By Hideaki Sorachi. Released in Japan by Shueisha, serialization ongoing in the magazine Weekly Shonen Jump. Released in North America by Viz.
The last volume of Gin Tama took a situation that appeared to be very serious - Hasegawa's marriage troubles and his arrest and trial - and played it completely for laughs. So it's no surprise that this volume takes the utterly stupid premise of Hijikata getting a possessed sword that turns him into a raging otaku and taking it deadly serious. So serious that the plot takes up the entirely of the volume, and won't be finished till 20 comes out.
The reason for this, of course, is that Hijikata going on about 2D versus 3D and taping old sentai anime is funny, but Hijikata being terrified of violence and crawling on the ground pleading for his life is grounds for treason, especially in the Shinsengumi. As you may expect, he was completely set up, but that doesn't make the scenes of him when he's under the sword's control any easier to read about.

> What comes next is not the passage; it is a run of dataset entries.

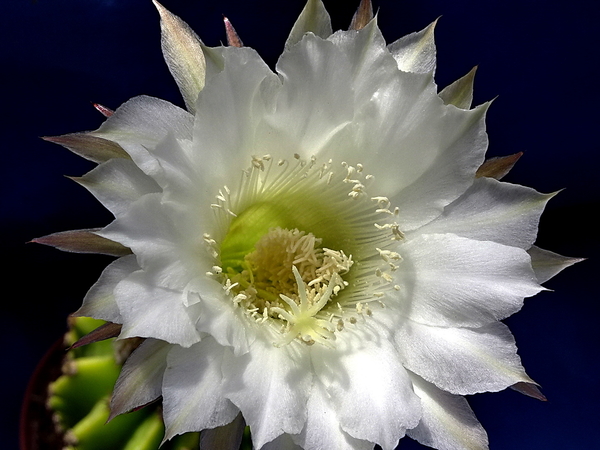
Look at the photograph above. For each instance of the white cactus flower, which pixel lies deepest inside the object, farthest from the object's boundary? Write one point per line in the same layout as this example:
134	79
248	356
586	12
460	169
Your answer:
311	250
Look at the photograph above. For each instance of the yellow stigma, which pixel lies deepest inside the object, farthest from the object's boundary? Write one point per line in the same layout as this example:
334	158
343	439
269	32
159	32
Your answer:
290	278
301	248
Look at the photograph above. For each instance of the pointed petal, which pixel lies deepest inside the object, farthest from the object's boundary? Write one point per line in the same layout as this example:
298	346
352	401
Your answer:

As for the others, things happen exactly as you'd expect. There's a new Shinsengumi returned from negotiating with the government for more money in the budget, and he's exactly as suspicious as you'd expect. There's Yamazaki, finding out the truth long before anyone else and them getting murdered, in the best ninja tradition. (If Yamazaki is genuinely dead, I'll show more sorrow next review, but I seriously doubt that he is.) Okita is acting like a giant jerk and convincing the enemy he's on their side... when of course he's entirely on his own side. And Kondo once again appears to be blissfully ignorant of everything, but reminds us once more why he's Captain.
Into all of this is added our three heroes, who are used more as a spice than anything else. Gin's reaction to Hijikata being possessed by the sword is really underplayed, as you can almost feel the disgust at the sword's possession roiling through him. Shinpachi and Kagura don't do much except panic (him) and become a giant blunt instrument of violence (her), but their reaction are fun to see, and prevent this from being too serious.
As for our villains, turns out they're both affiliated with Takasugi, who we hadn't seen in a while. The main villain I found rather dull (the one weak point of the book), as his was a very standard shonen (if I get power, I will gain acceptance and stop being so lonely) plot. The assassin, however, is another too cool for his own good character (that's him on the cover), and you knew he'd be the one to fight Gin the moment you saw him.
All of this ends in a giant melee battle, the results of which we will not see for another volume. But Gin Tama remains one of the most perfect shonen titles out there, balancing truly stupid comedic hijinx with a serious look at friendship, community, and what it means to carry a sword. Highly recommended.